L’évidence saute aux yeux du spectateur impartial, d’emblée dans le cas des travailleurs indépendants : les positions réputées non salariées par application du Code du travail ne font disparaître ni le lien de subordination du fournisseur à sa clientèle, ni la sujétion des clients à la conscience professionnelle de leurs fournisseurs. Certes la pratique de donneurs d’ordres à des travailleurs ou à d’autres fournisseurs se trouve encore trop souvent alourdie d’injonctions par-dessus le marché, voire de caprices et d’harcèlements. Il est alors indispensable que la victime puisse obtenir la cessation puis la réparation de ce préjudice. Pour ce faire, diviser l’ensemble des travailleurs contre rémunération en dépendants et en indépendants ne sert à rien. Le Droit bien écrit est tout à fait à même d’encadrer toutes les relations contractuelles par un Code civil.

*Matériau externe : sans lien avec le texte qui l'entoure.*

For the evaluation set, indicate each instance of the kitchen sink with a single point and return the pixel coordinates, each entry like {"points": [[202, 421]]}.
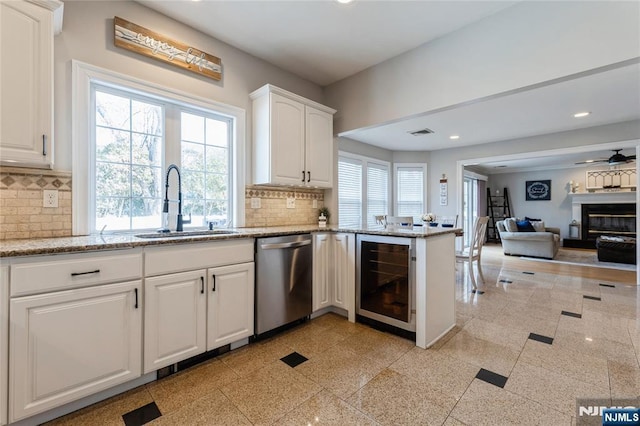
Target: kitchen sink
{"points": [[175, 234]]}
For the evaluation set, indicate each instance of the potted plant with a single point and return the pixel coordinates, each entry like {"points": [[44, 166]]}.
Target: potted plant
{"points": [[323, 213]]}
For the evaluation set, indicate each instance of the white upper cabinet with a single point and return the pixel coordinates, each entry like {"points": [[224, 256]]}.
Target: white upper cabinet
{"points": [[26, 81], [292, 139]]}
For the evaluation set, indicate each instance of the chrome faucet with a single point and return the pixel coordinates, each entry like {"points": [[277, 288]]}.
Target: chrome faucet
{"points": [[165, 208]]}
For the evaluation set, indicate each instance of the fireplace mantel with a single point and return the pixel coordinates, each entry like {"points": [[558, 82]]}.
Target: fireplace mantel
{"points": [[603, 197], [580, 198]]}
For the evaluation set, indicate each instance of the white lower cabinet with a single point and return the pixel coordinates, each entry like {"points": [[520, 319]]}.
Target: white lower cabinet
{"points": [[344, 271], [321, 271], [69, 344], [334, 271], [230, 309], [174, 318], [4, 341], [190, 312]]}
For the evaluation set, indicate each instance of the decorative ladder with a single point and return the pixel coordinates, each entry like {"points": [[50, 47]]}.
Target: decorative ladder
{"points": [[498, 208]]}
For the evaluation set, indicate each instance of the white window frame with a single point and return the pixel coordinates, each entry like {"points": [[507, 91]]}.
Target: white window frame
{"points": [[365, 161], [425, 199], [83, 174]]}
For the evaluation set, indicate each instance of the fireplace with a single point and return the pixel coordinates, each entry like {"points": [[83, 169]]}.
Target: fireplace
{"points": [[608, 219]]}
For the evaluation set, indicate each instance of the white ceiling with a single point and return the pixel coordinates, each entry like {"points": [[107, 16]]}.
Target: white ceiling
{"points": [[552, 162], [611, 96], [325, 41]]}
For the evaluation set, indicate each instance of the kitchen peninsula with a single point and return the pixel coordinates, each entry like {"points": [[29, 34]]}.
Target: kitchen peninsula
{"points": [[138, 290]]}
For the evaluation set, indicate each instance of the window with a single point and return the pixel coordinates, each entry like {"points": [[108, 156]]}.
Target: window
{"points": [[410, 190], [129, 135], [349, 192], [137, 129], [357, 176], [205, 167], [377, 191]]}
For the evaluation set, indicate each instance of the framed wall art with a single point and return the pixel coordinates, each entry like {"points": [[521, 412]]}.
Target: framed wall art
{"points": [[538, 190]]}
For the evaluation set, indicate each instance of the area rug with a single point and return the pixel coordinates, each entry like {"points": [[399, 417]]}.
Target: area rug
{"points": [[583, 257]]}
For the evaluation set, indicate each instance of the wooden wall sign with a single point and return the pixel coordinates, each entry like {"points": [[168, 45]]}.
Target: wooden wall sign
{"points": [[148, 43]]}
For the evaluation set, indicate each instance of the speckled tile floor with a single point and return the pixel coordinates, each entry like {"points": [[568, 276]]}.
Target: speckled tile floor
{"points": [[521, 353]]}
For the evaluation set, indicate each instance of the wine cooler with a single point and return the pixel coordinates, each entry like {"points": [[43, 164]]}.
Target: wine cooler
{"points": [[385, 280]]}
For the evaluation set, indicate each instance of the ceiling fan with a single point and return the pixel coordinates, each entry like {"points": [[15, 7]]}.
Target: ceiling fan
{"points": [[614, 160]]}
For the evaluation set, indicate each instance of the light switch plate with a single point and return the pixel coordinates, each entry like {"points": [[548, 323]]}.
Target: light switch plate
{"points": [[50, 198]]}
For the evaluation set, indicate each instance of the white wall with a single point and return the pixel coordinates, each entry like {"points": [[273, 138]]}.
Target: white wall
{"points": [[557, 212], [87, 36], [529, 43], [445, 161]]}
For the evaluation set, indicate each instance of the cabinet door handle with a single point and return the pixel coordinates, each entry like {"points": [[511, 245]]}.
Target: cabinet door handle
{"points": [[75, 274]]}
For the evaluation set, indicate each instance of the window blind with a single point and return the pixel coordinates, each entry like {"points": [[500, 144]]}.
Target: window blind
{"points": [[410, 192], [349, 192], [377, 192]]}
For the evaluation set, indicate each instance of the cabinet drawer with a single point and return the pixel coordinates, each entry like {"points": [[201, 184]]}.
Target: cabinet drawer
{"points": [[61, 272], [186, 257]]}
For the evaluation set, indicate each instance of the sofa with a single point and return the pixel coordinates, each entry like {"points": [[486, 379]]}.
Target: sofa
{"points": [[536, 241]]}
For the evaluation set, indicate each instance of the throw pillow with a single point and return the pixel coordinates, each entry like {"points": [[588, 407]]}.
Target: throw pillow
{"points": [[525, 226], [538, 225], [510, 225]]}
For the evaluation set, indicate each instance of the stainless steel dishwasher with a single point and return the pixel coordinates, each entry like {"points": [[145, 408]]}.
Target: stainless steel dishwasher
{"points": [[283, 280]]}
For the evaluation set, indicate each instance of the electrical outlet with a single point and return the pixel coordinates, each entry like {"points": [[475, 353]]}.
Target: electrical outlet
{"points": [[50, 198]]}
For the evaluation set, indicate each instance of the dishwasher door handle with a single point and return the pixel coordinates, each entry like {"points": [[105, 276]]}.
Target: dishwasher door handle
{"points": [[294, 244]]}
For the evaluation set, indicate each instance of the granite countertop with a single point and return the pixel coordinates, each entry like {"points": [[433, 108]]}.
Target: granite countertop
{"points": [[31, 247]]}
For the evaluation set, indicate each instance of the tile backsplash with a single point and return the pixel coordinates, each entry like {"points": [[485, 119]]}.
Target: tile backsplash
{"points": [[273, 209], [22, 214]]}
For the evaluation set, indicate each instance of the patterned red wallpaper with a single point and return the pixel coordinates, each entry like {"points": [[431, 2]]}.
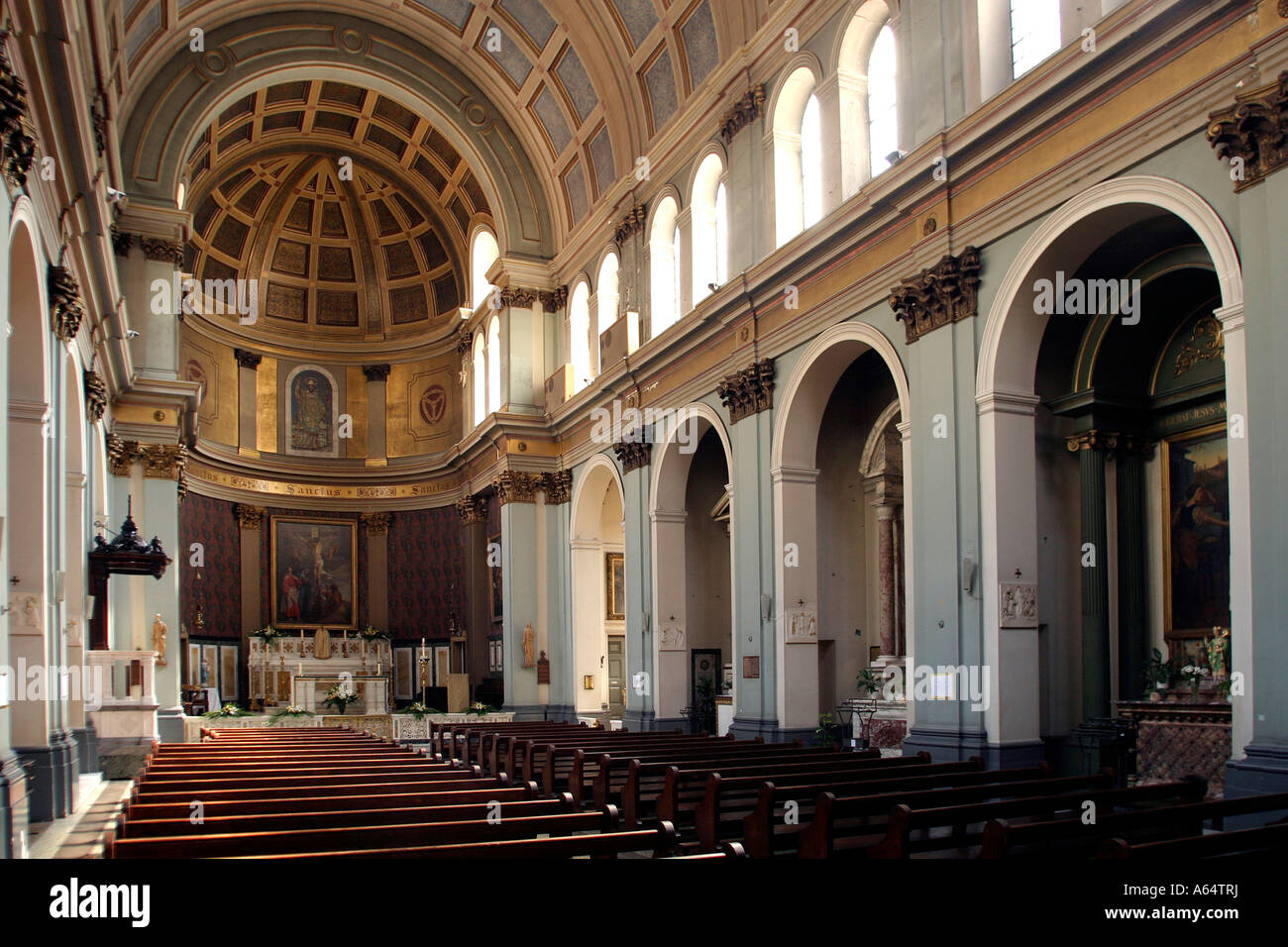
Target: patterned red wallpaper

Conséquences du salariat défini par une subordination propre à cet état

Le Droit qui se refuse à voir du salaire dans tout revenu du travail a des conséquences organiques néfastes. Il conforte la segmentation du marché du travail en catégories qui relèvent de régimes différents. Des distorsions de concurrence, des inégalités injustifiées et une foultitude de complications administratives et de structures opaques en résultent. Le décloisonnement total du marché du travail participe à la désidéologisation et à la pacification des relations économiques, et par elles de relations sociales. Dans ces conditions, on comprend bien que les religionnaires des rapports de force voient dans ce décloisonnement de la destruction d’acquis sociaux.

La concurrence sur le marché de l’emploi est mieux organisée si toutes les rémunérations du travail y sont aisément comparables. Actuellement en France, ce n’est même pas le cas pour tous les emplois satisfaisant le critère du lien de subordination tel que l’actuel Code du travail et la jurisprudence en font usage. Cela l’est encore moins quand la comparaison est étendue aux autres emplois.

Là où il existe des intérêts irrémédiablement contradictoires est à démontrer

N’éliminons que la théorie véridique du salaire confirme, ou même remonte au jour, des intérêts irrémédiablement contradictoires. Mais aussi prenons garde à la pétition de principe (Economie Matin du 16 février) camouflable par la dévolution figée d’un rôle économique majeur par classe sociale.

Les placements d’épargne en financement d’entreprise et en financement d’investissements publics alimentent la croissance du salaire moyen du pays où ces placements sont faits. C’est cependant si la productivité du stock national de placements augmente suffisamment, grâce à la mise en œuvre de techniques qui améliorent les rapports qualité/coût, y compris en matière de services publics.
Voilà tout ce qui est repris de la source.